Non ho motivo alcuno per non ravvisare in Palazzo Enciclopedico una cura, uno studio e un concept mai esperito precedentemente, che vista la sommarietà intellettiva e la banalità installativa della maggior parte delle edizioni passate non sembrerebbe un grande apprezzamento. Soprattutto non mi appare come un’impresa iperbolica se è congegnata da Massimiliano Gioni, che è il migliore curatore italiano sulla piazza, come modestamente penso. Da cui e per quel che vale, chapeau! Non mi interessa neppure disquisire sulle inclusioni/esclusioni artistiche, che (lo so, è terribile ma curatorialmente spesso è così…) diventano elementi spesso formali, nell’enunciazione di un concept. L’importanza è che vi sia un pensiero che vibri e che componga un lessema, qualsiasi esso sia. Di Palazzo Enciclopedico, ahimé visto e percepito volatilmente data la sua massiva estensione, mi restano i flash del miglior Dieter Roth e (purtroppo) del peggior Tino Sehgal, di Danh Vo e di Jim Shaw e l’ancor assoluto spaesamento prodotto da Duane Hanson. E anche i frammenti fortunatamente non organizzati di una ricognizione insolita di invisibili, che probabilmente assurgono a un territorio magico-surrealista che compone, nella sua dissonanza, l’idea enciclopedica.
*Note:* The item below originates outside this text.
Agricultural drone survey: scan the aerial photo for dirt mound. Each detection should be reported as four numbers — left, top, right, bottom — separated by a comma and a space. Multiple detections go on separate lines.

Ma ciò che per me si fa più avvincente è la riflessione sull’assoluta simmetria e sulla perfetta assonanza che la Biennale veneziana riflette della realtà in cui viene reificata. La sua millimetrata “costruzione” di un paradigma politico-culturale che volutamente scavalca ciò che costituisce il reale con i suoi conflitti e contraddizioni e si rinchiude in una sorta di arca estetizzata come l’Arsenale, per circoscriversi e auto-legittimarsi in un limbo astrale di fiction. I cui attori egemonici non sono più gli artisti (che costituiscono oramai solo la diegesi della fiction) ma quel parterre di laboriosi tycon, oligarchi russi, politici presenzialisti, brand affermati del made in Italy, Grandi Gasby, rifiorite principesse e solerti imprenditori che “distraggono” col loro codificato glamour la centralità artistica. Tale è il riflesso del tempo ostentativo e illusorio che regola e controlla il palinsesto spettacolare di qualsivoglia kermesse contemporanea, Documenta o Biennale.
Ed è proprio questa congiuntura che Jeremy Deller (Padiglione britannico), in una operazione di escapismo storico-sociale, contrasta forse solitariamente e antiteticamente nel trend generalista. Lungi dall’essere una critica formal-specialistica, a cui ci si sottrae volentieri rispettando per assunto il fare curatoriale di chicchessia, è piuttosto una vaga riflessione sul tempo dell’arte, compresso inesorabilmente tra l’aspirazione del futuro e l’osservazione quasi sacrale del passato tanto da sospendere il presente in uno stato di anemia. Allo stesso tempo, il re-enactment di una mostra epocale come When Attitude Become Form, sia pure compressa nelle sale di Ca’ Corner, rianima quel concetto di tempo e spazio contraddittorio che l’opera d’arte può detenere nella sua stessa essenza. Ma ciò non può che coniugarsi con la figura oramai leggendaria di curatore animateur/amateur che l’auratico Harald Szeemann ha incarnato nel suo tempo anarchico e che, ora sulle rive lagunari presidiate da fantasmatici yatch, rischia di divenire perfino anacronistico.